Microsoft is gearing up for its Ignite conference at the end of the month, and readying new 19H1 Windows 10 Insider builds, but there was lots going on beyond the news coming out of Redmond this week.
Both houses of Congress held hearings this week to gather information on the role social media operators had in affecting the 2016 US presidential elections, made notable right off the bat by one glaring omission. Facebook sent their COO Sheryl Sandberg and Twitter sent CEO Jack Dorsey, but Google was absent from the proceedings, made abundantly clear by the Senate Intel Committee as it placed a placard for Google in front of an empty chair.
Apparently Google had proposed sending xxx and that proposal was at first accepted, but then the senators insisted on either Alphabet (Google’s parent company) CEO Larry Page or Google CEO Sundar Pinchai, with neither making the trip to Washington. Google came off as arrogant by not appearing, according to numerous takes on the events.
As for what actually did occur in the hearings, both Facebook and Twitter admitted that social media manipulation of the 2016 elections was “unacceptable,” with Jack Dorsey saying that Twitter “found ourselves unprepared and ill-equipped for the immensity of the problems we’ve acknowledged.” Both committed to changes, although it remains unclear how far these social media companies are willing to risk their bottom lines to ensure safe, secure platforms.
Moving on, another social media platform, Vimeo, announced this week that it’s pivoting from being a YouTube-like video viewing destination to focus on selling stock images and video with its Vimeo Stock tool.

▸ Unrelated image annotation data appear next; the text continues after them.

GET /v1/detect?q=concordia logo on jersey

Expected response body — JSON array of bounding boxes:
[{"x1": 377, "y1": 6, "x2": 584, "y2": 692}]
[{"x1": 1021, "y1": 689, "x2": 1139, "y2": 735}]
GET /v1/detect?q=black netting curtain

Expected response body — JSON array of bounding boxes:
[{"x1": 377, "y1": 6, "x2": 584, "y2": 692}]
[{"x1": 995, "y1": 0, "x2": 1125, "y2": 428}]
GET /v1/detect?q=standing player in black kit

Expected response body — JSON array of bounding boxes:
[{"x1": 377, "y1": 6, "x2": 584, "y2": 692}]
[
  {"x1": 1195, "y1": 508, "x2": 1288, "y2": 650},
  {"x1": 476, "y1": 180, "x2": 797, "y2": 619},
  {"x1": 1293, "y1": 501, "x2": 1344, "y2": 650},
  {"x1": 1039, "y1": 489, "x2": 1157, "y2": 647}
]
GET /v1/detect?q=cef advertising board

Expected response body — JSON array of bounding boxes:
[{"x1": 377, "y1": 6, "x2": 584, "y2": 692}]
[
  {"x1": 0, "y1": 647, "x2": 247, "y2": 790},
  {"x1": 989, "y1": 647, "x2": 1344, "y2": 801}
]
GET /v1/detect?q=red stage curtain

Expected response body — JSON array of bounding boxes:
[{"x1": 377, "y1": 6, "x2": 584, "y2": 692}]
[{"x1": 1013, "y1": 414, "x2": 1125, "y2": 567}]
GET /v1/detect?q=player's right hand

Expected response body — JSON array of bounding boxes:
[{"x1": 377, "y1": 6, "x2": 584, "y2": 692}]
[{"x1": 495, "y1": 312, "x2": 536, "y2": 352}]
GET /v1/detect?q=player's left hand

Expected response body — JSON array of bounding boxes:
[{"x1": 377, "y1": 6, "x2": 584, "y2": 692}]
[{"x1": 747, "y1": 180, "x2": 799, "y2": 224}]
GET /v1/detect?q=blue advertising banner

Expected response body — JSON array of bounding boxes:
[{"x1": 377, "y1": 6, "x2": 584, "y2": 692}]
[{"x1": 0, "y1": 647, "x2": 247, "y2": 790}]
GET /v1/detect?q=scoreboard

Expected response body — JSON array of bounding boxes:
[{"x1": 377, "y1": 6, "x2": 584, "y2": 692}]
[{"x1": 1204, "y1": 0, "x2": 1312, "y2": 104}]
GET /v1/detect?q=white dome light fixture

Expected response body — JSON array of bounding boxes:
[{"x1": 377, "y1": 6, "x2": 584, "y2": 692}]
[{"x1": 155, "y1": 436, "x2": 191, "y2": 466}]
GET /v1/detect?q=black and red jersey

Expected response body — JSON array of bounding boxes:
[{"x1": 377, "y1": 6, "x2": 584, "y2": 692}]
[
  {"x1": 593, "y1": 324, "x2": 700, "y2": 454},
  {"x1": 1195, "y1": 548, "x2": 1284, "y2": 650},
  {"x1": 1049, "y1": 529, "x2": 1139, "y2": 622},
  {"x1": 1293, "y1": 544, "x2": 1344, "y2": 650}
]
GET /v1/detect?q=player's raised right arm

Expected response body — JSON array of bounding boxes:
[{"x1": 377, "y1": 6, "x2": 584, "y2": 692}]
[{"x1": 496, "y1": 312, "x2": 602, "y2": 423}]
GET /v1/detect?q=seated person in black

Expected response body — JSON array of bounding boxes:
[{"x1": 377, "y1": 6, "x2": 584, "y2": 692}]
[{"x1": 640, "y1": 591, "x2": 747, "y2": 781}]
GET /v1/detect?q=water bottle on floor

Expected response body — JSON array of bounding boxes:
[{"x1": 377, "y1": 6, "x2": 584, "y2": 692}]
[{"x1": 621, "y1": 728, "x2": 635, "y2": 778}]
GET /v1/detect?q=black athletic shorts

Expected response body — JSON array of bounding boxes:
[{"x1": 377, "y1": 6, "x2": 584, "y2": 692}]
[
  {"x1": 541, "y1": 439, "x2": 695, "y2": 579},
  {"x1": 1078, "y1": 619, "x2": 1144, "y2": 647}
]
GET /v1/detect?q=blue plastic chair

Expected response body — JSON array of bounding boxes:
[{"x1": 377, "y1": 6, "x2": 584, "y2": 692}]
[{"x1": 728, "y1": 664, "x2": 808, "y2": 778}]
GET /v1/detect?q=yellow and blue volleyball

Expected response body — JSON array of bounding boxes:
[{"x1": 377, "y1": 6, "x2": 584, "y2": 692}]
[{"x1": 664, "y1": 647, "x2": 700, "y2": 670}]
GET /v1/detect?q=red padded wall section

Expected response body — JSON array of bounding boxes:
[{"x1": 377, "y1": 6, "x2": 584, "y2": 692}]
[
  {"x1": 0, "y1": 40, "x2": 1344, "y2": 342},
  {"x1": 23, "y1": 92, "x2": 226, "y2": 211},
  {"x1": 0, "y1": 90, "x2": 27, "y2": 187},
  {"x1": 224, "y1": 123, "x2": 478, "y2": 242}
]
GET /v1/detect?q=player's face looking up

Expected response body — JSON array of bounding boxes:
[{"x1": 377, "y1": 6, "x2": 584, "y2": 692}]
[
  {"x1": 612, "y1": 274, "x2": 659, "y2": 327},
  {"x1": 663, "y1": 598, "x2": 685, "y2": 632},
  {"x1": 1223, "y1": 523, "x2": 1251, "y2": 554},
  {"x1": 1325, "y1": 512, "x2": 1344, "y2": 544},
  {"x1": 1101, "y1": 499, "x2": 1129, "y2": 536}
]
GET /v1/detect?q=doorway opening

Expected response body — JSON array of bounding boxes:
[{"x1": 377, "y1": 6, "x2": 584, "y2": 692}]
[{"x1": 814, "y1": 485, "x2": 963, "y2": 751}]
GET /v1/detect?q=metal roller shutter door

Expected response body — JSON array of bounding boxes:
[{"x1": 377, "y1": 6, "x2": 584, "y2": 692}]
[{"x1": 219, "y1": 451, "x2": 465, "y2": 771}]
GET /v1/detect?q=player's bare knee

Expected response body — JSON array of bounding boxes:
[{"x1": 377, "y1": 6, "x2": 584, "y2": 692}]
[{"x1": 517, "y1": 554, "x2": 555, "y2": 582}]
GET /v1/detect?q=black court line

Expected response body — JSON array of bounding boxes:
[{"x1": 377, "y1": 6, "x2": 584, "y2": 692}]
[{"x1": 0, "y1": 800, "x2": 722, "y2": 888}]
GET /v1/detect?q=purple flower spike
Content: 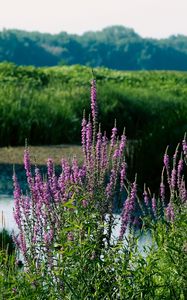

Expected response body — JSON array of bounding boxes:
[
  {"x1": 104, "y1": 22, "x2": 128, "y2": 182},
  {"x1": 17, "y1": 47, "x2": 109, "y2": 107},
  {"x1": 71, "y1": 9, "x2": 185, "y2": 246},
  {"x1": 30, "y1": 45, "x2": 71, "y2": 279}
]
[
  {"x1": 96, "y1": 130, "x2": 102, "y2": 166},
  {"x1": 166, "y1": 202, "x2": 175, "y2": 222},
  {"x1": 110, "y1": 125, "x2": 118, "y2": 148},
  {"x1": 120, "y1": 161, "x2": 126, "y2": 191},
  {"x1": 91, "y1": 79, "x2": 97, "y2": 122},
  {"x1": 182, "y1": 134, "x2": 187, "y2": 156},
  {"x1": 171, "y1": 168, "x2": 177, "y2": 190},
  {"x1": 24, "y1": 148, "x2": 33, "y2": 190},
  {"x1": 163, "y1": 153, "x2": 169, "y2": 170},
  {"x1": 151, "y1": 195, "x2": 157, "y2": 217},
  {"x1": 119, "y1": 134, "x2": 127, "y2": 157},
  {"x1": 143, "y1": 190, "x2": 149, "y2": 206},
  {"x1": 81, "y1": 116, "x2": 87, "y2": 155},
  {"x1": 160, "y1": 182, "x2": 165, "y2": 203}
]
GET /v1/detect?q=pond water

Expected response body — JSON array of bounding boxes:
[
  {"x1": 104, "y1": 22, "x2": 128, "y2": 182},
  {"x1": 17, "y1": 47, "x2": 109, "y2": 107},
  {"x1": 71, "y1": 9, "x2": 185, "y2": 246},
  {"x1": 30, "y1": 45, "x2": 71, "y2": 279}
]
[{"x1": 0, "y1": 194, "x2": 151, "y2": 254}]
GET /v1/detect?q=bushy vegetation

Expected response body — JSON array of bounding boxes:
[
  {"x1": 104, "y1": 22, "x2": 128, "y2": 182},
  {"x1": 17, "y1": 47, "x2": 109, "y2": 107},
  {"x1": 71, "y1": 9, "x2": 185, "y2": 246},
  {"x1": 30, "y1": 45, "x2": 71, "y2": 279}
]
[
  {"x1": 0, "y1": 26, "x2": 187, "y2": 70},
  {"x1": 0, "y1": 80, "x2": 187, "y2": 300},
  {"x1": 0, "y1": 64, "x2": 187, "y2": 189}
]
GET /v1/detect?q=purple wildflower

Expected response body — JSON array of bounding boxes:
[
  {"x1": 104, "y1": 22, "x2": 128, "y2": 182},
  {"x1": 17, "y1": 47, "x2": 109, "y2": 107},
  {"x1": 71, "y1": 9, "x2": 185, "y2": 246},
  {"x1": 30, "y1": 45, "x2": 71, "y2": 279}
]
[
  {"x1": 160, "y1": 182, "x2": 165, "y2": 204},
  {"x1": 166, "y1": 202, "x2": 175, "y2": 222},
  {"x1": 110, "y1": 122, "x2": 118, "y2": 148},
  {"x1": 182, "y1": 134, "x2": 187, "y2": 156},
  {"x1": 119, "y1": 134, "x2": 127, "y2": 157},
  {"x1": 171, "y1": 167, "x2": 177, "y2": 190},
  {"x1": 177, "y1": 159, "x2": 184, "y2": 188},
  {"x1": 67, "y1": 231, "x2": 74, "y2": 241},
  {"x1": 81, "y1": 116, "x2": 87, "y2": 155},
  {"x1": 96, "y1": 129, "x2": 102, "y2": 166},
  {"x1": 163, "y1": 153, "x2": 169, "y2": 170},
  {"x1": 91, "y1": 79, "x2": 97, "y2": 122},
  {"x1": 151, "y1": 195, "x2": 157, "y2": 217},
  {"x1": 143, "y1": 186, "x2": 149, "y2": 206},
  {"x1": 120, "y1": 161, "x2": 126, "y2": 191}
]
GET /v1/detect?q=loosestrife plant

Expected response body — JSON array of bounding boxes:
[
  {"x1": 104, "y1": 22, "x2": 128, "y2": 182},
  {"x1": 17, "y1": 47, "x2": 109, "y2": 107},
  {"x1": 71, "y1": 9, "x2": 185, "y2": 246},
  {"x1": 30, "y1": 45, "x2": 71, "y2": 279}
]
[{"x1": 10, "y1": 79, "x2": 187, "y2": 299}]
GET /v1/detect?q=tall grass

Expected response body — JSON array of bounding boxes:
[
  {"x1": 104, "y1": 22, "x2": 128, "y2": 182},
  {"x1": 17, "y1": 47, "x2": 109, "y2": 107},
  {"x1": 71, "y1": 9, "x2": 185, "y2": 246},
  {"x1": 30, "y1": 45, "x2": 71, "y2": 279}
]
[{"x1": 0, "y1": 80, "x2": 187, "y2": 300}]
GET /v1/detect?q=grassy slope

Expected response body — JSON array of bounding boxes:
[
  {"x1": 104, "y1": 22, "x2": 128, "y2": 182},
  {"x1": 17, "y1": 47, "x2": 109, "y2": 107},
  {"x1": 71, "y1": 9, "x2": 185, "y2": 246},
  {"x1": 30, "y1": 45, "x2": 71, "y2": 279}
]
[{"x1": 0, "y1": 64, "x2": 187, "y2": 190}]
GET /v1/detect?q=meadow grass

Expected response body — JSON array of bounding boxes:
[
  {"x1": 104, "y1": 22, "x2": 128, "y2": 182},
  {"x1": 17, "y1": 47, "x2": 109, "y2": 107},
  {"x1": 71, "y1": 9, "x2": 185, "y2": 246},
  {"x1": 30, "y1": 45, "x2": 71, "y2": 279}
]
[{"x1": 0, "y1": 79, "x2": 187, "y2": 300}]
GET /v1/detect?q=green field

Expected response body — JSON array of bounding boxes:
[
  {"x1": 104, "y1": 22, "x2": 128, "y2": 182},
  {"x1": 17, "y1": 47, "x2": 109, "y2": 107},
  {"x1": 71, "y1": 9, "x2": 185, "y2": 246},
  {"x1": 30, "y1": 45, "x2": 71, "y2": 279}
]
[{"x1": 0, "y1": 63, "x2": 187, "y2": 189}]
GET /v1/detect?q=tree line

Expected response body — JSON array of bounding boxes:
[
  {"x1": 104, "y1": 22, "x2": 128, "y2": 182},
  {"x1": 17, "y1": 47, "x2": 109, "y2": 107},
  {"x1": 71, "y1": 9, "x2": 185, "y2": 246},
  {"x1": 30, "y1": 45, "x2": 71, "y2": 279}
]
[{"x1": 0, "y1": 26, "x2": 187, "y2": 71}]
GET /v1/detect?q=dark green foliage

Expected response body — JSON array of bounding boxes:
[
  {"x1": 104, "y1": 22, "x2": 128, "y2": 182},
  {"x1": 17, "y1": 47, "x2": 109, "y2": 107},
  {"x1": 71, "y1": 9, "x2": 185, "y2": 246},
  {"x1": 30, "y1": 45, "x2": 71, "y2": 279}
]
[
  {"x1": 0, "y1": 26, "x2": 187, "y2": 70},
  {"x1": 0, "y1": 64, "x2": 187, "y2": 186}
]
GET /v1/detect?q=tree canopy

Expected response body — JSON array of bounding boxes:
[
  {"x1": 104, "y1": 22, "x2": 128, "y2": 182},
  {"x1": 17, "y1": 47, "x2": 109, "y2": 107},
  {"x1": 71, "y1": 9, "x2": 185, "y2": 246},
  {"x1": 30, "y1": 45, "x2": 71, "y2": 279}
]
[{"x1": 0, "y1": 26, "x2": 187, "y2": 71}]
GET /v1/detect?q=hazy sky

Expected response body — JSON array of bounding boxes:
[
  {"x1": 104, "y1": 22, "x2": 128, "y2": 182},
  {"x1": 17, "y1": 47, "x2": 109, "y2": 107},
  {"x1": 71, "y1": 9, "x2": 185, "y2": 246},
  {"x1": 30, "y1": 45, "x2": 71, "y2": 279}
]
[{"x1": 0, "y1": 0, "x2": 187, "y2": 38}]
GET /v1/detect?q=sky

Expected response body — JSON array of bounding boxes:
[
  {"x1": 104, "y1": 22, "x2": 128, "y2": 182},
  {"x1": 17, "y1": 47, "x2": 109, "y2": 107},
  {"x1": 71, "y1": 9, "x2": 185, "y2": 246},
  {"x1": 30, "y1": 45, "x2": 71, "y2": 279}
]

The company will offer a large library of still photos and video, with either a la carte or subscription services, and a revenue share model.
Finally, Twitter finally got in line and permanently banned right-wing agitator Alex Jones and his conspiracy theory site Infowars from the platform. Jones has been in trouble (and in the news) for his antics, being banned by both Google and Facebook. Twitter CEO Jack Dorsey had up until yesterday held back from banning Jones, but a couple of new tweets this week were apparently the last straw. Well, that and Jones heckled Dorsey from within Congressional chambers during this week’s testimony, which probably didn’t help.